Your bargaining team — Don Jergler, Kris Hanson and Joe Segura, led by Local 9400 president Micheal Hartigan — along with the federal mediator are trying to pin down future bargaining dates. Stay tuned.

Thursday, December 6, 2007

Meeting with editors cordial but slim on details

We thought it was time to get answers to questions we've had about the goings-on at the Press-Telegram lately. So last Thursday (Nov. 29) P-T Guild leaders sat down with publisher Dave Kuta and executive editor Rich Archbold. Torrance Daily Breeze editor Phillip Stanfield was also in attendance. During the cordial meeting, the company talked about several of its strategies that will continue to impact us (and affect or readers) in the coming months:

— consolidation of the Daily Breeze, Press-Telegram and LA Daily News editorial operations will continue. More design, copy editing duties and writing, including editorial pieces will be shared as LANG seeks to cut costs further;
Daily Breeze editor Sanfeld has been picked by MediaNews executives in Denver to oversee consolidation and admitted that "when push comes to shove, I have the authority" to determine future staff levels and operations at the Press-Telegram.
— as many of you know, Sanfeld has been conducting one-on-one interviews with P-T photographers, copy editors and reporters in recent weeks to find out "what they like about their job, what they want to do in the future and what they bring to the company". Sanfield promised not to throw P-T employees under the bus, however, when future staffing decisions are made despite his ties to the Breeze;
— the P-T advertising department will join us on the 14th floor by Feb. 1. Some advertising folks will occupy space on the 1st floor, where the P-T's former workers were located before being laid off earlier this year.

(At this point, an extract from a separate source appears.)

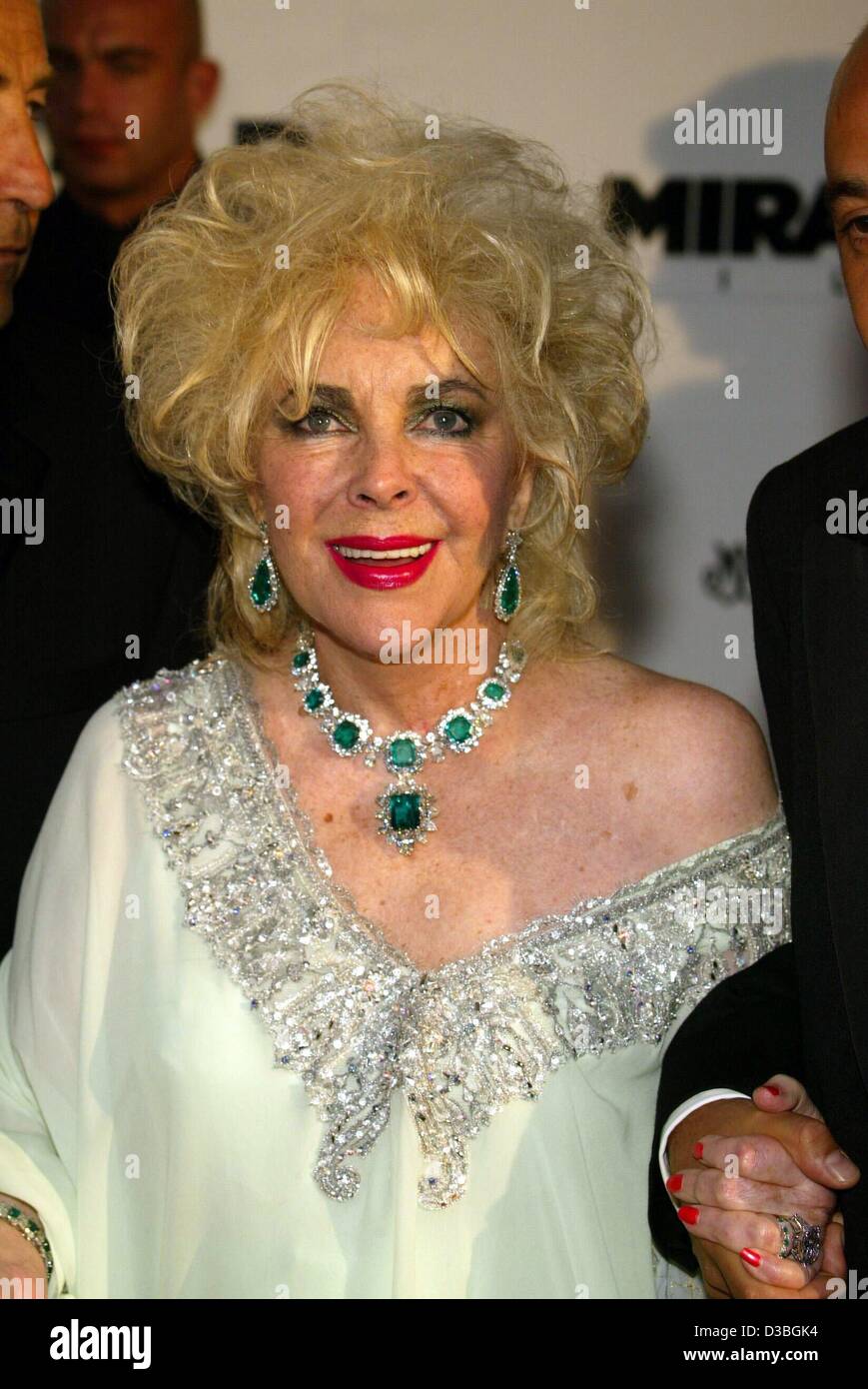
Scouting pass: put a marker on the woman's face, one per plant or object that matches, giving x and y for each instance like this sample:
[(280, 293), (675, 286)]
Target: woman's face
[(378, 458)]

Consolidation. Here's what MediaNews' consolidation strategy has done to its Bay Area newspapers: After consolidating, MediaNews busts union in Bay-area newsrooms. We want our work and our jobs to stay here, right? Our hometown paper means a lot to us. With all due respect, it seems to us that if the P-T is important to MediaNews, the company would be investing in the P-T product and staff rather than consolidating it with out-of-town newspapers to cut out-of-town corporate costs.

Sunday, December 2, 2007

Candy canes and conversations at parade

Thanks to Kris, Greg, Joe and Company who helped spread candy canes and word of our labor struggle to early parade goers Saturday on 2nd Street. We went out a couple of hours before the fun started and everyone we talked with — with very few exceptions — were interested in learning more about our fight to preserve our newspaper's long-held connections to the community it serves. Gave us a great opportunity to tell them we're fighting for a fair, equitable contract, too.